By Corinne Murdock |
Pima County Attorney Laura Conover promised to break Arizona law if the Supreme Court overrules Roe v. Wade and the state outlaws abortion. Conover vowed that those seeking or assisting in abortions wouldn’t receive any jail time on her watch.
“We will do everything in our power to ensure that no person seeking or assisting in an abortion will spend a night in jail,” said Conover.
Arizona’s latest abortion restriction, SB1164, banned abortions after 15 weeks. Governor Doug Ducey signed it into law in March.
However, if the Supreme Court overturns Roe v. Wade’s legalized abortion in deciding Dobbs v. Jackson Women’s Health Organization, Arizona may revert to its original outright ban on abortion dating back to the beginning of its statehood. SB1164’s language reflected support of that outcome.
“This act does not: […] Repeal, by implication or otherwise, section 13-3602, Arizona Revised Statutes, or any other applicable state law regulating or restricting abortion,” reads the law.

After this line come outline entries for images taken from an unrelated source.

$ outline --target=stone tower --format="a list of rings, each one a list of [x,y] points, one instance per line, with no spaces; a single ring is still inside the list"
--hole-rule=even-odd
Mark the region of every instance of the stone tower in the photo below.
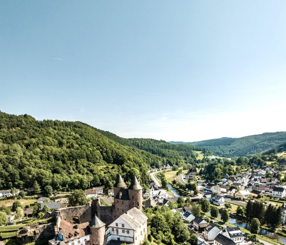
[[[124,183],[123,179],[122,179],[120,174],[117,174],[115,184],[113,186],[114,197],[117,195],[121,188],[126,188],[127,187],[127,186]]]
[[[142,187],[135,175],[128,188],[128,195],[130,200],[129,209],[135,207],[142,210]]]
[[[94,214],[89,225],[90,245],[105,245],[105,224]]]

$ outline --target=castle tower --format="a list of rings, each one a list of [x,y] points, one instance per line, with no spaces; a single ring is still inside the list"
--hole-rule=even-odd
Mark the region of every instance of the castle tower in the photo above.
[[[130,200],[129,209],[135,207],[142,210],[142,187],[135,175],[128,188],[128,194]]]
[[[94,214],[89,225],[90,245],[105,245],[105,224]]]
[[[113,186],[114,197],[116,196],[121,188],[126,188],[126,187],[127,187],[127,186],[124,183],[123,179],[122,179],[122,177],[121,177],[120,173],[118,174],[116,177],[115,184],[114,184],[114,185]]]

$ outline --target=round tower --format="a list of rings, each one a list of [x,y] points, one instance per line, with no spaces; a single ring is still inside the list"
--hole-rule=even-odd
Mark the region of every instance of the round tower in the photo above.
[[[129,196],[129,209],[136,207],[142,210],[142,187],[134,175],[128,188]]]
[[[116,180],[115,184],[113,186],[113,192],[114,194],[114,197],[116,197],[118,192],[121,188],[126,188],[127,187],[126,184],[124,183],[123,179],[121,177],[121,175],[118,173],[116,177]]]
[[[90,244],[104,245],[105,240],[105,224],[94,214],[89,224],[90,229]]]

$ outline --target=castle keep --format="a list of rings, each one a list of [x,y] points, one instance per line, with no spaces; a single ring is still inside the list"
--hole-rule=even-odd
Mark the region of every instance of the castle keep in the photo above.
[[[84,206],[60,209],[56,236],[49,245],[112,244],[114,240],[141,244],[147,232],[147,217],[141,212],[142,187],[135,176],[127,187],[118,174],[113,188],[114,202],[111,207],[93,199]],[[73,224],[75,219],[79,224]],[[138,224],[134,226],[135,221]]]

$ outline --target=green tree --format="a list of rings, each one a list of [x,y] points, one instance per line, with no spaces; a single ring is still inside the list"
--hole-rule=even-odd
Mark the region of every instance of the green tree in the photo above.
[[[260,221],[257,218],[253,218],[250,224],[250,232],[253,234],[258,234],[260,229]]]
[[[24,216],[24,212],[22,208],[18,207],[16,209],[16,212],[17,213],[17,217],[21,217]]]
[[[228,214],[228,212],[226,209],[224,209],[222,211],[221,218],[224,223],[228,220],[229,214]]]
[[[213,218],[217,218],[219,216],[219,209],[216,207],[212,206],[210,208],[210,215]]]
[[[196,196],[197,195],[198,195],[198,194],[199,194],[199,190],[198,190],[197,189],[196,189],[196,190],[195,190],[195,191],[194,191],[194,194]]]
[[[47,212],[50,212],[50,211],[51,211],[51,209],[50,209],[50,208],[49,207],[47,207],[47,205],[46,204],[45,204],[43,207],[43,209],[42,209],[42,211],[41,211],[41,212],[42,212],[44,213],[45,213]]]
[[[210,209],[210,203],[207,199],[203,199],[200,204],[202,206],[202,211],[204,213],[206,213],[209,211]]]
[[[37,181],[35,181],[35,182],[34,182],[33,189],[35,194],[38,194],[41,192],[41,187],[40,186],[40,185],[38,184]]]
[[[0,211],[0,226],[5,225],[8,221],[8,218],[6,213]]]
[[[13,203],[13,205],[12,206],[12,211],[13,212],[16,211],[17,208],[19,207],[20,208],[23,208],[22,205],[21,204],[21,203],[20,203],[20,201],[16,200],[14,203]]]
[[[200,216],[201,212],[202,212],[202,208],[201,205],[194,205],[193,207],[193,210],[192,212],[195,216]]]
[[[87,198],[82,190],[75,190],[72,191],[68,197],[68,205],[70,207],[85,205],[87,202]]]
[[[51,196],[53,195],[53,187],[51,186],[46,186],[44,188],[44,192],[47,196]]]

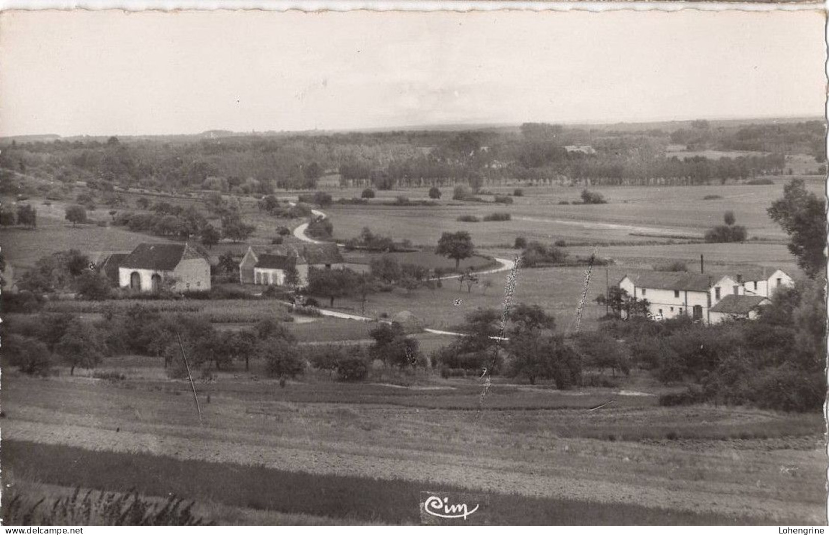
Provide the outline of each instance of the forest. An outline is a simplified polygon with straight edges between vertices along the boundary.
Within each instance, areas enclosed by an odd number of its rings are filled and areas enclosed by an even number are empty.
[[[263,133],[0,141],[0,169],[100,189],[211,190],[267,195],[343,186],[389,190],[516,181],[542,184],[701,185],[783,174],[786,156],[826,161],[820,121],[673,130],[528,123],[470,131]],[[690,152],[680,157],[671,150]],[[693,152],[716,151],[720,157]]]

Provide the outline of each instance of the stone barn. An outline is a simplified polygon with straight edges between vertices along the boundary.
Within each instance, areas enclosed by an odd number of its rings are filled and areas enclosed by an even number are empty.
[[[119,287],[136,292],[158,292],[164,281],[177,292],[211,288],[207,254],[189,243],[141,243],[121,260],[118,275]]]

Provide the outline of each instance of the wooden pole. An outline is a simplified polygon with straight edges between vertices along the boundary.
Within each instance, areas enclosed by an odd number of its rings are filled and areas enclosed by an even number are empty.
[[[610,268],[604,268],[604,316],[610,314]]]
[[[178,347],[182,349],[182,357],[184,359],[184,367],[187,369],[187,378],[190,380],[190,388],[193,389],[193,399],[196,401],[196,410],[199,412],[199,425],[203,425],[201,422],[201,407],[199,407],[199,398],[196,394],[196,385],[193,383],[193,376],[190,374],[190,364],[187,364],[187,355],[184,353],[184,345],[182,344],[182,335],[176,333],[176,339],[178,340]]]

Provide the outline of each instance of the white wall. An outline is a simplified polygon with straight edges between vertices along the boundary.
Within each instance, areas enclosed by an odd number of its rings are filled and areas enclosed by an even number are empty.
[[[285,272],[276,268],[255,268],[254,283],[283,286],[285,283]]]
[[[710,306],[713,306],[725,296],[734,293],[734,286],[737,287],[736,293],[742,295],[743,288],[728,277],[715,282],[708,292],[639,288],[635,287],[633,282],[627,277],[619,282],[619,287],[628,292],[629,295],[634,296],[637,299],[647,299],[650,303],[648,311],[654,316],[659,316],[660,313],[666,318],[676,317],[680,314],[693,316],[694,306],[701,306],[702,307],[702,319],[705,321],[708,321],[709,296],[710,296]],[[719,299],[716,297],[717,287],[720,287]]]
[[[210,263],[204,258],[182,260],[173,271],[177,282],[173,286],[179,292],[206,292],[210,290]]]

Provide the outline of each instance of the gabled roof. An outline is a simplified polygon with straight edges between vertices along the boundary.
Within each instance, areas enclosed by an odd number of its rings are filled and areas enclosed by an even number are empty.
[[[768,281],[769,277],[778,271],[786,273],[786,272],[778,268],[749,268],[747,269],[736,271],[732,273],[730,277],[736,281],[737,275],[742,275],[744,282],[750,282],[752,281]],[[786,274],[788,275],[788,273]]]
[[[711,287],[723,279],[722,275],[676,272],[642,272],[625,277],[638,288],[689,292],[708,292]]]
[[[118,268],[124,263],[124,259],[129,256],[128,253],[113,253],[101,263],[101,271],[107,278],[118,280]]]
[[[768,301],[768,299],[763,296],[737,296],[731,294],[725,296],[719,303],[711,306],[711,311],[745,316],[762,305],[764,301]]]
[[[295,256],[280,256],[279,254],[259,254],[254,268],[265,269],[288,269],[297,264]]]
[[[182,260],[203,258],[206,255],[189,243],[141,243],[121,262],[121,268],[172,271]]]
[[[340,248],[337,243],[308,243],[303,244],[299,250],[300,256],[309,264],[334,264],[342,262]]]
[[[281,245],[251,245],[256,258],[263,254],[293,256],[298,264],[334,264],[344,262],[337,243],[284,243]]]

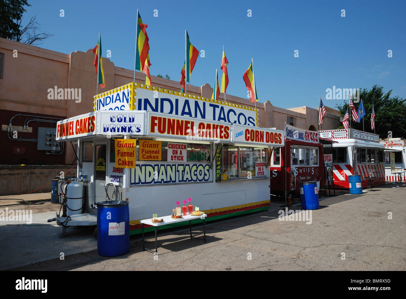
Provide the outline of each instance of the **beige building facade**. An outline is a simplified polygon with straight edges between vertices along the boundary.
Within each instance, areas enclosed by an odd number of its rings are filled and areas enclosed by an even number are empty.
[[[63,164],[74,160],[69,145],[66,145],[61,153],[45,152],[37,149],[39,140],[35,139],[39,138],[40,127],[56,127],[56,122],[60,119],[93,111],[93,96],[96,94],[94,60],[92,49],[67,54],[0,38],[0,139],[5,145],[2,147],[0,164]],[[106,58],[103,62],[106,87],[99,88],[99,93],[133,81],[133,70],[117,66]],[[137,72],[136,82],[143,83],[144,76]],[[180,91],[178,81],[154,76],[151,78],[153,86]],[[65,91],[63,97],[54,92],[60,88]],[[211,97],[212,91],[208,84],[188,88],[188,93],[204,97]],[[220,97],[224,98],[224,95]],[[254,107],[247,99],[231,95],[227,95],[227,102]],[[307,106],[284,109],[269,100],[257,102],[256,107],[260,126],[283,130],[287,122],[302,129],[318,128],[316,109]],[[324,130],[341,125],[339,113],[331,108],[328,111]],[[35,119],[26,125],[28,118]],[[16,131],[17,138],[12,138],[12,133]]]

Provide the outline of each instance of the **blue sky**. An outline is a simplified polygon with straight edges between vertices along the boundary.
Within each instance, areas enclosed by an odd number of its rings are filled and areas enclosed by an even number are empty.
[[[28,3],[32,6],[27,8],[25,21],[36,15],[41,29],[54,34],[39,45],[45,49],[68,54],[84,51],[94,47],[100,31],[103,57],[110,50],[115,65],[134,69],[138,8],[149,25],[151,75],[180,79],[186,29],[193,45],[205,51],[192,73],[193,85],[208,83],[212,87],[216,68],[221,80],[224,45],[230,94],[246,97],[242,75],[253,58],[259,101],[269,100],[277,107],[315,108],[321,96],[325,105],[334,107],[343,100],[325,99],[326,89],[333,86],[369,89],[378,84],[406,98],[404,1]],[[153,17],[155,9],[158,17]],[[345,17],[341,17],[342,9]]]

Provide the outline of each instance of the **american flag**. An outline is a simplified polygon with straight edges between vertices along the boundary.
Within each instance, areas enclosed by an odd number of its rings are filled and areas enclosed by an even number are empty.
[[[345,129],[348,128],[348,119],[349,118],[350,116],[348,115],[348,109],[347,109],[346,115],[344,115],[344,118],[343,119],[343,126],[344,126],[344,128]]]
[[[326,114],[326,108],[324,105],[323,105],[323,101],[322,101],[321,97],[320,98],[320,109],[319,109],[319,125],[321,125],[323,123],[323,117]]]
[[[371,129],[375,128],[375,112],[374,111],[374,105],[372,105],[372,113],[371,115]]]
[[[351,111],[351,115],[352,115],[352,119],[354,122],[358,122],[358,113],[357,113],[356,109],[355,109],[355,106],[352,103],[352,100],[350,100],[350,107]]]

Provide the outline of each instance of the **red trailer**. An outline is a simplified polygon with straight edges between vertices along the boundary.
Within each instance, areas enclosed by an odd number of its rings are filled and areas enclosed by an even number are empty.
[[[285,146],[274,149],[271,157],[271,194],[300,196],[300,182],[315,181],[319,187],[324,186],[323,147],[318,132],[285,124]]]

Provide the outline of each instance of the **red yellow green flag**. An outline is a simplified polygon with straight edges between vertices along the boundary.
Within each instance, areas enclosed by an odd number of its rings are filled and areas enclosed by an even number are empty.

From 1901, before Arizona achieved statehood in 1912, to the Roe v. Wade ruling in 1973, Arizona outlawed abortion completely. Later versions of the law retained the majority of the original language but modified punishments — up until the 1973 Supreme Court ruling, anyone who performed abortions received two to five years’ prison time.
If the Supreme Court overturns the precedents established by Roe v. Wade and Planned Parenthood v. Casey, then the state may return to its total ban, which some legislators have identified as a “trigger law”: A.R.S. 13:3603.
Conover wouldn’t be the only county attorney to defy an Arizona law banning abortion. Democratic candidate for Maricopa County Attorney Julie Gunnigle pledged to disregard any restrictions or bans on abortion if she wins. Her promise focused on the latest law prohibiting abortions after 15 weeks.
Wednesday night, pro-abortion activists gathered outside the Arizona State Capitol to protest SB1164 and the Supreme Court’s draft majority opinion.